Note: The legal maxim is volenti non fit injuria: if a person has knowledge of a risk and accepts it, they cannot claim that a party failed to give warning or is liable for negligence.

Sections 5F, 5G and 5H of the Civil Liability Act 2002 (NSW) apply, which are:

5F Meaning of “obvious risk”

  1.  … an obvious risk to a person who suffers harm is a risk that … would have been obvious to a reasonable person in the position of that person.
  2. Obvious risks include risks that are patent or a matter of common knowledge.

5G Injured persons presumed to be aware of obvious risks

  1.  … a person is aware of the type or kind of risk, even if the person is not aware of the precise nature, extent or manner of occurrence of the risk.

5H No proactive duty to warn of obvious risk

  1. A person (the defendant) does not owe a duty of care to another person (the plaintiff) to warn of an obvious risk to the plaintiff.

Justice Walton said that:

the relevant risk of harm was the risk that a pedestrian might slip on the boat ramp.
The risk of slipping whilst walking on a marine surface such as the boat ramp due to wetness or marine growth is a matter of common knowledge.
He had an unobstructed view of the boat ramp in daylight.
the “failure to warn” parts of the plaintiff’s case must fail [including] the allegations that the defendant should have installed different or better warning signs.

[judgment, paragraphs 289, 290, 291 & 299]

Justice Walton rejected Mr Bowman’s submission under s 5B(2) that a reasonable person in the position of the Council would have placed the sign in a different position, to make it more likely to be seen:

The plaintiff has not proven that a reasonable person in the defendant’s position would have placed the sign in a different position.

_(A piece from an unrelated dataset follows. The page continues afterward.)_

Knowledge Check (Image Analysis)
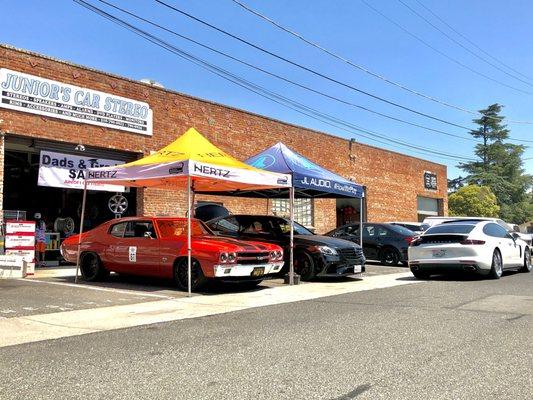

Nor has he proved what that position would have been or that it would have made any difference to the course of events, particularly having regard to the facts that the plaintiff knew of its existence, that it was a warning and of the nature of the risks to which the sign referred.

[judgment, paragraph 303]

There was no causation

Justice Walton concluded:

The plaintiff has failed to establish factual causation for the purposes of s 5D [that the negligence was a necessary condition of the occurrence of the harm] for the following reasons:

1. In relation to the signage, the plaintiff was aware of the warning sign having previously seen it. He was also aware that it provided warnings. He already had experience of boat ramps being slippery, and agreed that he would approach any boat ramp on the basis that it could be slippery. In those circumstances, a separate sign warning only of a slippery ramp could not, on the evidence, have changed the outcome, particularly as there was no evidence as to where such a sign would have been placed so as to make it more noticeable or more visible to the plaintiff.

Note: the other reasons addressed alleged failures to pressure clean, to cut grooves, an excessive gradient and failure to install rubber matting which are not relevant to the warning sign.

[judgment, paragraph 376]

Conclusion

The warning sign at the boat ramp at Forster Beach was effective to protect the Council against liability for negligence.